The Carnival King
It’s the 1930s, and Quillon Street is suffering, not from physical pain, but from the strain of time displacement. The residents are trapped inside a bubble, akin to a snow globe, where the world outside looks in from a curious angle. Meanwhile, those inside, vaguely aware of life beyond, retreat further into themselves. The street, once integrated with the rest of the universe, is now divorced from that reality. On many levels. Why? No one knows except for one person. And he doesn’t speak. At least, not with words as we understand them. An exotic man of indeterminate age and race, clad in raiment incongruous to his surroundings, is Mary Smith’s mysterious lodger an anachronism everyone has seen but none could describe.
Children are heard but unseen their ghostly voices of merriment floating along the street. Apparitions frequent this place, unable to fully materialize in this dimension, save for imprints made by proverbial footprints, rudimentary manifestations of the ghosts that haunt this environment. Seniors do not die here, and the infirm are nonexistent. Quillon Street is neither purgatory, heaven, nor hell: it is grey. An insipid color that seemingly reflects the hustle and bustle of city life present, yet unrealized physically.
"How satisfying that abnormality is normalcy here," the lodger murmurs.
Psychically observing Mary, he watches with engaged fascination as she casually blows into a pea shooter aimed at a bedroom window. She is a stout woman, a matriarch. Her hair is tied up, and she bravely wears a cardigan in the damp weather, with a long skirt that masks her boots. She is a knocker-upper, ensuring her clients don’t oversleep, aren’t late for work, or worse, don’t lose their jobs. A photographer captures her on film a Time Thief, catching perfect moments and preserving them in arcane books that hold frozen memories.

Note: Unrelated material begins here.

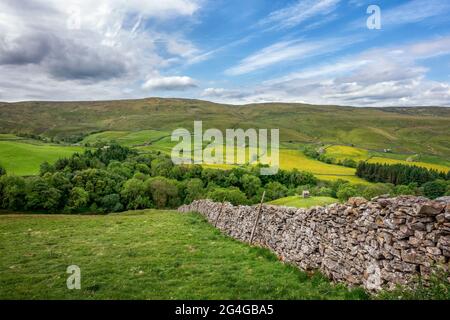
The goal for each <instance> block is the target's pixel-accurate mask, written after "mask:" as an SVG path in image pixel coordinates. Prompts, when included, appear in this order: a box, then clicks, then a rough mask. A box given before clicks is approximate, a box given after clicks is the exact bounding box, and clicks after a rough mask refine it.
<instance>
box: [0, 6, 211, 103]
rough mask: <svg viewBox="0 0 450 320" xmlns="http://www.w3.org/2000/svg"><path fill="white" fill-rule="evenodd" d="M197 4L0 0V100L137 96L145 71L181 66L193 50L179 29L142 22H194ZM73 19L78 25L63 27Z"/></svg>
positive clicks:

On her way home, she passes a woman who has been watching her from a discreet distance. Mary perfunctorily greets her with a nod. She doesn’t consciously register that the lady isn’t as she seems. Arriving home, she finds herself gravitating towards the stairs, as if pulled by an unseen force. Her lodger descends majestically. Revealing his true nature: An incomprehensible equation. A poem springs, unsolicited, into her mind. Enacting it, she recites:
"As I was walking up the stairs, I saw a man who wasn’t there."
His face.
"He wasn’t there again today."
His. Face!
"I wish he’d go away!"
Feeling nauseous as as the veil lifts. Realization dawns. Everyone she had encountered appeared featureless. Unable to resist his magnetic pull, transfixed, horrified. His impossibly rippling, fractured visage, that's wearing every resident face of Quillon Street including her own. jostles for dominance. Kaleidoscopically smiling, radiantly, the God telepathically conveys to her:
Mayhem is the only true reality.
The Carnival King welcomes her to a beautifully corrupted universe. Delighting in her petrified state, showing her what he has wrought: a new world remade in his own image.